高木登 観劇日記2021年別館 目次ページへ
 
   名取事務所25周年記念公演第3弾 『女は泣かない』         No. 2021-025
 

 この劇の翻訳者シム・ヂョンによるプレトークで、韓国はトップクラスのデジタル先進国でデジタル性犯罪も世界一であると前置きして、台詞の間における「余白」と、劇の展開の「重層」がこの劇の特徴であることを説明し、余白の間における沈黙の時間を考えることに神経を集中してほしいと語られたが、まさにその通りの劇であった。

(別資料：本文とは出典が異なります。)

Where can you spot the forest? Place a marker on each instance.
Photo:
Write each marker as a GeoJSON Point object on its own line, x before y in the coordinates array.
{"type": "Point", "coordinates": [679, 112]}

 沈黙の余白が重苦しく、劇の展開は時間軸と空間軸の過去と現在が同じ舞台上で同時進行し、交錯することで、この劇を重層化している。
 14歳の時に養父によって性的被害を受けた「女」が、その心の傷を克服したことを売りにして今では売れっ子のカウンセラーとなっているが、その彼女の夫が連続性犯罪の嫌疑をかけられている。
 女と夫の出会いの過去と現在が同じ場面上で交錯し、被害者の女性が場面、場面に夢遊病者的に舞台上を浮遊し、二人の刑事が女の夫に嫌疑をかけて女と接触するが、女は夫のアリバイを主張する。
 女は母と養父を訪ね、養父にはなぜあんなことをしたのかと問い詰め、母親には、あのとき、なぜ止めてくれなかったのかと問い詰める。
 養父はそんなことがあったことも忘れたかのように受け流し、母親は泣いて黙るだけであった。
 女は母親と養父を訪ねたことで吹っ切れたようになり、自分が過去のトラウマを引きずっていることを受け入れ、夫のアリバイ証言を覆す決心をする。
 しかし、この劇では結論を出さないまま幕を閉じる。
 テーマの重苦しさと、余白と重層化によって1時間20分という上演時間がとても長く感じられた。
 この問題は韓国だけの問題ではなく、日本でも、また世界各地においても共通の問題であるが、この劇で特別に感じたことは、韓国の根底にある「恨」「怨」(ハン)の心情であった。
 出演は、女に森尾舞、女の夫(現在)に斉藤淳、女の夫(過去)に友野翔太、被害者の女性に菊池夏野、女の母に高間智子、養父に藤田宗久、刑事1に八柳豪、刑事2に小泉将臣。
 上演時間は、休憩なしで1時間20分。